Paint can be power-washed from brick, and banners replaced, but the memory does not get washed away. Despite so many efforts across civilization, hate never dies but, fortunately, goodness never dies either. And it was the goodness of the community that came together to support both institutions, and each other, at a Saturday evening vigil at Little River United Church of Christ, just hours before Easter sunrise services were scheduled at many local churches.
Sadly, the faith community in Fairfax County has experienced these incidents before, and each time one hopes that, this time, it will be the last. Whether anti-Semitic, anti-Christian, Islamophobic, or skewed against any of the dozens of other faiths represented in our community, it is, in the words of Ron Halber, Executive Director of the Jewish Community Relations Council of Greater Washington, “part of the same toxic brew of bigotry that threatens to undermine our democracy and our diverse and welcoming communities. This type of behavior cannot be tolerated.” And it is up to everyone in the community to stand up and agree with Mr. Halber – this type of behavior cannot, and must not, be tolerated.

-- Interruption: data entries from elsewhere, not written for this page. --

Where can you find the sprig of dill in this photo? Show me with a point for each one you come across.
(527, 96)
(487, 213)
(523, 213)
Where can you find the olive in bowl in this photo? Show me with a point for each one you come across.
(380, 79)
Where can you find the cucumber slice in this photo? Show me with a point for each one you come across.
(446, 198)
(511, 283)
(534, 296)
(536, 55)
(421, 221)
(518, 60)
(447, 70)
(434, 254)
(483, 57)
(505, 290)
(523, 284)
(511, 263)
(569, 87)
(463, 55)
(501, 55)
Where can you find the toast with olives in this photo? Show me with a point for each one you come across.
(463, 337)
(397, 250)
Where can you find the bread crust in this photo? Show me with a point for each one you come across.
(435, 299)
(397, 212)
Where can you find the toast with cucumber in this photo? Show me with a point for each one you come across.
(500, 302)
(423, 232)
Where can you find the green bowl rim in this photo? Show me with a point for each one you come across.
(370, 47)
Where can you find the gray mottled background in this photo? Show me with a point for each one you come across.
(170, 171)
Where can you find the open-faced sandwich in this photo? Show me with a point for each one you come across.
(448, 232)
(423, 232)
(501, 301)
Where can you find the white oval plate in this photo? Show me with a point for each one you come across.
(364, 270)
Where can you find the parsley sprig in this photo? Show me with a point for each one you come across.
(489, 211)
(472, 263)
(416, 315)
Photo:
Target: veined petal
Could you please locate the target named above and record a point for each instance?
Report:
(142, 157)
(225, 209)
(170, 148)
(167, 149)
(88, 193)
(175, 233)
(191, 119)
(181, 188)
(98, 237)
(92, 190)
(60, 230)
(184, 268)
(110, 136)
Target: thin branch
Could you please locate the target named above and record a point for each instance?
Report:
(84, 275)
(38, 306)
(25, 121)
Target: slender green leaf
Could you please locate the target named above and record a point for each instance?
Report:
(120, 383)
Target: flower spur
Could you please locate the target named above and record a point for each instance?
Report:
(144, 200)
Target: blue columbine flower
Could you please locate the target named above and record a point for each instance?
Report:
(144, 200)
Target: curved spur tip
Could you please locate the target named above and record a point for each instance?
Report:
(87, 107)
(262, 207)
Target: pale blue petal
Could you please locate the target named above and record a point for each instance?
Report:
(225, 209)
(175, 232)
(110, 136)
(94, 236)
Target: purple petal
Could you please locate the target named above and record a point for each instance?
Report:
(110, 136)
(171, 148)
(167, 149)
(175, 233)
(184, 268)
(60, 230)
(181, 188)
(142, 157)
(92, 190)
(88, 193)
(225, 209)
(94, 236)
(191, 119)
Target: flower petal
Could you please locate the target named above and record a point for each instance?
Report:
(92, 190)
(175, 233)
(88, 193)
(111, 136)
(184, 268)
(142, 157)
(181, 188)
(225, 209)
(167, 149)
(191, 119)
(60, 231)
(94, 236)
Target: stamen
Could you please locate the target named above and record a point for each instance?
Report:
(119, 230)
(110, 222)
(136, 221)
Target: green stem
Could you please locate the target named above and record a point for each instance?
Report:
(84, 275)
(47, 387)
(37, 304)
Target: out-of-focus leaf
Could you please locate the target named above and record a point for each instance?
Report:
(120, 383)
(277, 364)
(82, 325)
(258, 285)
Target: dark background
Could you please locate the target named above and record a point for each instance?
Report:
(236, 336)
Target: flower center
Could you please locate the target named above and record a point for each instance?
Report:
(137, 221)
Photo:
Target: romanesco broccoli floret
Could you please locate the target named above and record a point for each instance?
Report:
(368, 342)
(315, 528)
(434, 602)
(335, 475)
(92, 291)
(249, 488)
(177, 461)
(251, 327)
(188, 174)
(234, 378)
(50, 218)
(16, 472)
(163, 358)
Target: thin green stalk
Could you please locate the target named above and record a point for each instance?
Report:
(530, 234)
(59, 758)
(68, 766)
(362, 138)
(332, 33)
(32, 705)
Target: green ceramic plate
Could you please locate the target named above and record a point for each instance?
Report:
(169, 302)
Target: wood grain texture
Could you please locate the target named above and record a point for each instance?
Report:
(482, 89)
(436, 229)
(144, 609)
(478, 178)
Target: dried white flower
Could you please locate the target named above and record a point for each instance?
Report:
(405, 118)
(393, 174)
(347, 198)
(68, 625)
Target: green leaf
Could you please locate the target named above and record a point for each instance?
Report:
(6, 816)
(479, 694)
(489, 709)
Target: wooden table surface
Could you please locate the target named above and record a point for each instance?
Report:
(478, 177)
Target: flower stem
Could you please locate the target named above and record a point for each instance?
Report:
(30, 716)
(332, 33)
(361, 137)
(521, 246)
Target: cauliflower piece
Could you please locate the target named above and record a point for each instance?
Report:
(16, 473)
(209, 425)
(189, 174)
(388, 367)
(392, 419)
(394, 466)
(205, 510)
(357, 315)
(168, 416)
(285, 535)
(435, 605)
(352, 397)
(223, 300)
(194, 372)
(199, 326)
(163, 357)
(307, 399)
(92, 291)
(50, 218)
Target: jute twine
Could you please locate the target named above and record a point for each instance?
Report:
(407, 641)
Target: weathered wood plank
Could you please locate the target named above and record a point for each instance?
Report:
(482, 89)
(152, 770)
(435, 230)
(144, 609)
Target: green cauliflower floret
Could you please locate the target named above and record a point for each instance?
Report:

In early March, dozens of clergy members, elected officials, and law enforcement personnel gathered at the JCCNV in response to a bomb threat at the Gesher Jewish Day School in Fairfax, and a similar threat against an Islamic school in the region. The press event was an expression of support and solidarity, both for the Jewish community and in opposition to hatred expressed toward any faith or minority community. On Sunday evening, the JCCNV will host its annual Holocaust Commemoration, which will focus this year on “Displaced Persons: Struggles to Find a Home.” Fewer and fewer Holocaust survivors are still around, but their decades-long mantra – Never Again – is one that we all can take up as our own. Hate should never win; let goodness, respect, and understanding prevail.
Fairfax County mourns the loss of former Providence District Supervisor and Virginia Delegate Jim Scott, who died last week of complications from Alzheimer’s disease. Jim was a longtime public servant, whose thoughtful and progressive approach to local and human services issues was legendary. He was the creative force for affordable housing and health care legislation, and championed establishment of the School Age Child Care after school programs in Fairfax County. Just a week prior to his death, Jim’s wife, Nancy, testified at the board’s budget hearing about the need for additional support for Insight Memory Care, which provides services for Alzheimer’s victims and their families. Among Jim’s many legacies, putting a public face on the ravages of the disease may be his most important.